Fort Bragg soldiers injured in van-truck accident, some critically

akenney@newsobserver.comJanuary 3, 2014 

— Five Fort Bragg soldiers on their way to serve as honor guard for the funeral of a World War II veteran were hospitalized in critical condition after a vehicle accident Friday morning near Laurinburg in Scotland County.

The 82nd Airborne Division members were en route to a military funeral near Charlotte when a log truck struck their van, which had a driver and nine passengers aboard, according to the state Highway Patrol.
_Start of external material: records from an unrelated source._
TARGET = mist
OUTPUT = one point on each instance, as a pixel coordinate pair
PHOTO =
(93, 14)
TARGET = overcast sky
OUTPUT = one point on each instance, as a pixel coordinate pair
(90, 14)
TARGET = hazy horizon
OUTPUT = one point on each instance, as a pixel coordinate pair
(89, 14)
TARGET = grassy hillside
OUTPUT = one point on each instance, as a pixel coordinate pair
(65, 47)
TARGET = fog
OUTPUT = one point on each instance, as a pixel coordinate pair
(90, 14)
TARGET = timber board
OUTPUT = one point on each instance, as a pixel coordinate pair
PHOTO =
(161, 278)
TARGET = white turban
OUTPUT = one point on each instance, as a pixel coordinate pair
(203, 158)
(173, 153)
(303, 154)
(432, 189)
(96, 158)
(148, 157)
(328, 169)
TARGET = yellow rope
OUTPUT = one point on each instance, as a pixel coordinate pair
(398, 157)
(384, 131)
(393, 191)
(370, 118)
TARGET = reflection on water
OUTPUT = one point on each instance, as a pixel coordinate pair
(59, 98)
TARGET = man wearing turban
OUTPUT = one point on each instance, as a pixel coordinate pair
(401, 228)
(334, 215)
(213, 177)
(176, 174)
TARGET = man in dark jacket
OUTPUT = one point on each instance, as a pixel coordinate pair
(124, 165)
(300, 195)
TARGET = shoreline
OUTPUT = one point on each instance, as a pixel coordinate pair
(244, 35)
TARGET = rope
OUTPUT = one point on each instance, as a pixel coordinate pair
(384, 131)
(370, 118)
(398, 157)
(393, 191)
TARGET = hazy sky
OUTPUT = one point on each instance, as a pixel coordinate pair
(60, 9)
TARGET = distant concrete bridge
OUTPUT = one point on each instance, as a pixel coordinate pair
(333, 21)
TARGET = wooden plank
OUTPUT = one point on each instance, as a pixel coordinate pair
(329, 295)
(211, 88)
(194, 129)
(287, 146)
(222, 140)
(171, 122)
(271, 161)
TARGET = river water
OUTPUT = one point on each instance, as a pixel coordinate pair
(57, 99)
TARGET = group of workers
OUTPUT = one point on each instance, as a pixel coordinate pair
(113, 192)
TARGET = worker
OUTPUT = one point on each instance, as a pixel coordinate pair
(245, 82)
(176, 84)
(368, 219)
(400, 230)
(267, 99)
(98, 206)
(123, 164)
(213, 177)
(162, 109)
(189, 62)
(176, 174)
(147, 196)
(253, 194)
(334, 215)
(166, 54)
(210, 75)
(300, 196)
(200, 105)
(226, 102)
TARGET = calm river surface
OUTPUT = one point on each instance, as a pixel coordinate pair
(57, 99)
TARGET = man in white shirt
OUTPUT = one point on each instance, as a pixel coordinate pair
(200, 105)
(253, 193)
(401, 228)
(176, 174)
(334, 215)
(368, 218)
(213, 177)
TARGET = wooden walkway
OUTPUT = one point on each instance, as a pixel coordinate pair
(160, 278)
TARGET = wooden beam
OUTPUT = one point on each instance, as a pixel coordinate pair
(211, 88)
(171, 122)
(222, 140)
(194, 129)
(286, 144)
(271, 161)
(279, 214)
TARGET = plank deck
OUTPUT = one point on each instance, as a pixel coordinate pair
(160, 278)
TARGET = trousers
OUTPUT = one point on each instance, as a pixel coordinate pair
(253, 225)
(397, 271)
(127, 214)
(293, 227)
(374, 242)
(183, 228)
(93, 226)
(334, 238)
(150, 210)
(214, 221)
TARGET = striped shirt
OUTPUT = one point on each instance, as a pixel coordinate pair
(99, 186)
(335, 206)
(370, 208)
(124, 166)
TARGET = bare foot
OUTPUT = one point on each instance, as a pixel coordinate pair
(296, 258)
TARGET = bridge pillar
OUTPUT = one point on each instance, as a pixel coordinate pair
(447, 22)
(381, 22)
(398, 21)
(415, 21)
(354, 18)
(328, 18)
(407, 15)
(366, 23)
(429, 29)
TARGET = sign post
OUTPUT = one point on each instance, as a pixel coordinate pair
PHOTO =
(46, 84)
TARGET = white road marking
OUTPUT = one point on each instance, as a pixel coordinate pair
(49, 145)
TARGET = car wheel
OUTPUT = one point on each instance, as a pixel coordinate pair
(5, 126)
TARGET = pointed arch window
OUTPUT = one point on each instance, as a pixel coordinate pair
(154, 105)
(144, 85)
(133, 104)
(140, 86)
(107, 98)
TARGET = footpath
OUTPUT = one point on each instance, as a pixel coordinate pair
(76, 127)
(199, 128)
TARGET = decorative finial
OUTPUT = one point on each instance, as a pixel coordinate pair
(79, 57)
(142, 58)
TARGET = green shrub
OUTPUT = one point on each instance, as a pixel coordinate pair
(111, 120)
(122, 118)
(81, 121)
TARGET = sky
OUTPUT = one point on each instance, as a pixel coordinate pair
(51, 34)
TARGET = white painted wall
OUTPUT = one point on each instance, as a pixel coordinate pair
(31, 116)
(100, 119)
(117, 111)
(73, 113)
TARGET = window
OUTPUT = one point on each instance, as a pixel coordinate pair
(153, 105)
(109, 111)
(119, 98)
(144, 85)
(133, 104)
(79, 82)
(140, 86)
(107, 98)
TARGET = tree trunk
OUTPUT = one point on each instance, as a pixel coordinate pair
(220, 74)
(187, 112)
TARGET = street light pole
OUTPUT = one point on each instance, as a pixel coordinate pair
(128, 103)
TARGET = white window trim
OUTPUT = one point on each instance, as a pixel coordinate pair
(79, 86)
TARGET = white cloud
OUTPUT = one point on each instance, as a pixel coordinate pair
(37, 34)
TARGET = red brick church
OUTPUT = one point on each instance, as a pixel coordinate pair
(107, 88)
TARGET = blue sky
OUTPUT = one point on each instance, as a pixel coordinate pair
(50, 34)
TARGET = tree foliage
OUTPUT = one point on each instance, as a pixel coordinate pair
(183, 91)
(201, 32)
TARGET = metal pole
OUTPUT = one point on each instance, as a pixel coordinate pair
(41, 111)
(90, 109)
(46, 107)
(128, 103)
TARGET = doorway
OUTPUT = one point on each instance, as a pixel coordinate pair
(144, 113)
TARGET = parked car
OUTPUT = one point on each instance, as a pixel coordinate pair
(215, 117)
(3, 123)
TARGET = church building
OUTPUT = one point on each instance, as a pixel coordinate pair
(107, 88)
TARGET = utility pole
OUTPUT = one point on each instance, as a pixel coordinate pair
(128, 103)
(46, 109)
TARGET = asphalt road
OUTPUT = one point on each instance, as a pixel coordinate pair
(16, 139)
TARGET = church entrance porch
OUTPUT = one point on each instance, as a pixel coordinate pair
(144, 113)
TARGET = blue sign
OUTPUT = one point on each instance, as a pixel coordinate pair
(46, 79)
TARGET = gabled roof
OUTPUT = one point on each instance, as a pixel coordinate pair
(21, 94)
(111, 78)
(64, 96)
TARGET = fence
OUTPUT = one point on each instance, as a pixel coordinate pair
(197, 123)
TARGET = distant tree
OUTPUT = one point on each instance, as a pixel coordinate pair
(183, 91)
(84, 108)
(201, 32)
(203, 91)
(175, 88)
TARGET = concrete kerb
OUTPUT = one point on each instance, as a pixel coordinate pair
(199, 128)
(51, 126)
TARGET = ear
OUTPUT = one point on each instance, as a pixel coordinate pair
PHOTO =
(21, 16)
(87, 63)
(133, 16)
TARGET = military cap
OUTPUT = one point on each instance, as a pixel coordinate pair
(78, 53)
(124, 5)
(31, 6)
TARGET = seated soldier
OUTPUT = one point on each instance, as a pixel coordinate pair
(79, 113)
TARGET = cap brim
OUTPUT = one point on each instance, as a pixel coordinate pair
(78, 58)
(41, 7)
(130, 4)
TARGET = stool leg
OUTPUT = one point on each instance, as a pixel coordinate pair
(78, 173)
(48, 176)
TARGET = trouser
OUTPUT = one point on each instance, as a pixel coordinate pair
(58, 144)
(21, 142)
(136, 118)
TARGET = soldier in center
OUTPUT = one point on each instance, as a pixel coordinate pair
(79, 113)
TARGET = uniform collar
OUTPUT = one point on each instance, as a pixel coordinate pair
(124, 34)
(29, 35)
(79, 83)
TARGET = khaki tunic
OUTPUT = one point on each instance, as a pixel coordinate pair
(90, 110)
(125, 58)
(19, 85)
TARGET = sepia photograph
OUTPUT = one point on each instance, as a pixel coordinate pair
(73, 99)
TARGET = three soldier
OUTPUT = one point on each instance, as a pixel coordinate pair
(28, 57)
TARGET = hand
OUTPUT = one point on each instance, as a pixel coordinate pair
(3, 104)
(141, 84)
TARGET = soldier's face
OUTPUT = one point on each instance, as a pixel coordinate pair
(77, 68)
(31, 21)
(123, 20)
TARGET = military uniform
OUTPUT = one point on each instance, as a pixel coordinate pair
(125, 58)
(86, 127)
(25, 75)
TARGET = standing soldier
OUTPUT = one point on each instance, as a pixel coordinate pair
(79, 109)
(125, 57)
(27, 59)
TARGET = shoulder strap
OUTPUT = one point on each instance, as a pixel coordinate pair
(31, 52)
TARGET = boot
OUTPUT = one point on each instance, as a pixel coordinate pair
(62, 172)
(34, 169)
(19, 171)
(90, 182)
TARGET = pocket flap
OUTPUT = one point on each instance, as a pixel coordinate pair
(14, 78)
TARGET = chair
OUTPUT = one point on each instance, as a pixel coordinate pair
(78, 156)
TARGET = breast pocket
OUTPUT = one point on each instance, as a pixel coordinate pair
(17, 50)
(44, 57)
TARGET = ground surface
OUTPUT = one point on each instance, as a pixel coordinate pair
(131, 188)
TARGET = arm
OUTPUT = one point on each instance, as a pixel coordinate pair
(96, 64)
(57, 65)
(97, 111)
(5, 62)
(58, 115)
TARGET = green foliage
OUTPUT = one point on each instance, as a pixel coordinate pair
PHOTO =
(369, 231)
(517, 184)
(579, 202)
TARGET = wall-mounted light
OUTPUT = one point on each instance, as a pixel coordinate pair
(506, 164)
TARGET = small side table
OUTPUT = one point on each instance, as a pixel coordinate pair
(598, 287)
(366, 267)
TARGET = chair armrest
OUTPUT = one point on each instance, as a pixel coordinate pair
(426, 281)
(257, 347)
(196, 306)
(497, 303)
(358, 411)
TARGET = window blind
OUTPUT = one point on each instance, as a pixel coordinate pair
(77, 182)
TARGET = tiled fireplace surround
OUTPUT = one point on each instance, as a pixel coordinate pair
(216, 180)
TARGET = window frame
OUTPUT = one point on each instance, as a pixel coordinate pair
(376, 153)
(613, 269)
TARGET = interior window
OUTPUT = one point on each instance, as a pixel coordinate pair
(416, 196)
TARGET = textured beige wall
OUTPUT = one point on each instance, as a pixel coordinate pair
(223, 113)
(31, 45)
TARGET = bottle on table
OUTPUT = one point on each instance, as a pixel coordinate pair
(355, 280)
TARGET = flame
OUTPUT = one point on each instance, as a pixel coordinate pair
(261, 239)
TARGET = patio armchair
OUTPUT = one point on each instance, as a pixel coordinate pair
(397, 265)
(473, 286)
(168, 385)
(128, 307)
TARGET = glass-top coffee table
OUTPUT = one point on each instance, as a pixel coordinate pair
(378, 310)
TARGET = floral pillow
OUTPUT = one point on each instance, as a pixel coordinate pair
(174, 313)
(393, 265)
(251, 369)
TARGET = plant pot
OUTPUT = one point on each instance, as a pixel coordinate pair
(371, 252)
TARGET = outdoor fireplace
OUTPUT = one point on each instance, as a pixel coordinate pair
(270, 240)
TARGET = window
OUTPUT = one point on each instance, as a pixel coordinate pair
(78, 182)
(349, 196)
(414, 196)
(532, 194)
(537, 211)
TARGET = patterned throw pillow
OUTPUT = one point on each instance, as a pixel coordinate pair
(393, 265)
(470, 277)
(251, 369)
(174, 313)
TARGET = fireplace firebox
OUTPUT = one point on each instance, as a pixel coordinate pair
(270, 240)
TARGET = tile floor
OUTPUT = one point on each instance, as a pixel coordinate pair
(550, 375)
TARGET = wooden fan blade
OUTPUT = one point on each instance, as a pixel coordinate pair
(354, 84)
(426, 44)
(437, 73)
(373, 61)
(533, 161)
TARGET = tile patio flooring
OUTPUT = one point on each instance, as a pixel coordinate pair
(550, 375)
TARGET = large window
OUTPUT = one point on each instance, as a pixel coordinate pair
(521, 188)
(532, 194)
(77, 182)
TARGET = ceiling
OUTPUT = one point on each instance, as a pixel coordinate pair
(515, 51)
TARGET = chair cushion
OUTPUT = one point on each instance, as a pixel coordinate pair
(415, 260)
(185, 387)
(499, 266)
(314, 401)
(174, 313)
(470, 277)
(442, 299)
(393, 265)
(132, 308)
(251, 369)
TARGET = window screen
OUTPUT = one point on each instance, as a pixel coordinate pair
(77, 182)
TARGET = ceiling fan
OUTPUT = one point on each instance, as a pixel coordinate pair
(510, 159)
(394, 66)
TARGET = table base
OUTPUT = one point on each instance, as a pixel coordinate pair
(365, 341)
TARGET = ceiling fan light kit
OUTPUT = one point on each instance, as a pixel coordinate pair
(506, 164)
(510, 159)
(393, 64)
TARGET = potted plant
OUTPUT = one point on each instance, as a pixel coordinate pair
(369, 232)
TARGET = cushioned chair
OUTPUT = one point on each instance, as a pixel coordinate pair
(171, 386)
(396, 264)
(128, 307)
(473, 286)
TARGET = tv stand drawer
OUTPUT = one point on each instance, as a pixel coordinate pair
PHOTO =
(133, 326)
The van’s driver, also a service member, was driving south on N.C. 144 when he apparently failed to yield to oncoming traffic as he crossed U.S. 15-501, according to Trooper John Martin of the Highway Patrol. The five critically injured soldiers were trapped for 45 minutes while emergency responders freed them from the crushed van with extraction equipment.

The two most badly injured servicemen – Joshua Furr, 26, and Nathaniel Jemison, 28 – were airlifted to UNC Health Care in Chapel Hill. As of 6 p.m., Furr was listed in critical condition, while Jemison was listed in good condition, according to a hospital spokesman.

Three of the crash victims were taken to Scotland Memorial Hospital in “critical but stable” condition, Martin said. They are Richard King, 21, William Schnidt, 24, and Christopher Somers, 26. An update on their medical condition wasn’t immediately available.

Rahul Tangirala, 28, William Mira, 27, and Thomas Velacquez, age unknown, were treated at Scotland Memorial Hospital and released, Martin said. Joshua Provost, 25, was treated at Scotland Memorial Hospital, but Martin was unsure of his condition as of 5 p.m., he said.

The driver, Richard Horton Jr., 22, was cited for a traffic infraction. Horton apparently stopped briefly at the intersection before driving into the path of the oncoming truck, which was going an estimated 55 mph.

“From the statement (Horton) gave me, he relied on the right front passenger to tell him that the road was clear, but never looked himself,” Martin said. Horton was treated and released from Scotland Memorial Hospital.

It was obvious from the outset that the crash was devastating. The right side of the 15-passenger, government-owned Chevrolet van crumpled inward, trapping five of the soldiers, Martin said. The vehicle rolled onto its side, then back onto its wheels during a 72-foot slide, Martin said.

“The assistant commander of the rescue squad was on the scene pretty quick,” he said. “He knew he had a bad situation as soon as he got there.”

UNC dispatched its helicopters immediately, he said. Most of the injuries appeared to be broken bones and internal injuries, he said.

Donald George Stone, 42, was listed as the driver of the tractor-trailer. Stone, of Lumberton, faces no charges or citations in the crash. He reported pain at the scene but was not hospitalized, according to Martin.

The honor guard members were on their way to Evergreen Cemetery in Charlotte, where they were to serve in the private burial of a former Army colonel who had served in World War II, the N.C. National Guard and the Army Reserve.

The government is required, when asked, to provide at least a two-man honor guard at the burial of any veteran who was honorably discharged. At a minimum, the detail folds the flag from the service member’s casket, presents it to the next-of-kin and plays taps. Full military honors includes a firing party with three rifle volleys.

Robin McGrath, a funeral director at Heritage Funeral Home in Indian Trail, which handled the funeral, said she was notified about the crash shortly after it happened Friday morning.

“We said a prayer for the soldiers,” she said. “We are deeply saddened to learn of their injuries.”

She immediately contacted the N.C. National Guard, which was able to organize another honor guard detail for the service.

Staff writer Martha Quillin contributed to this report.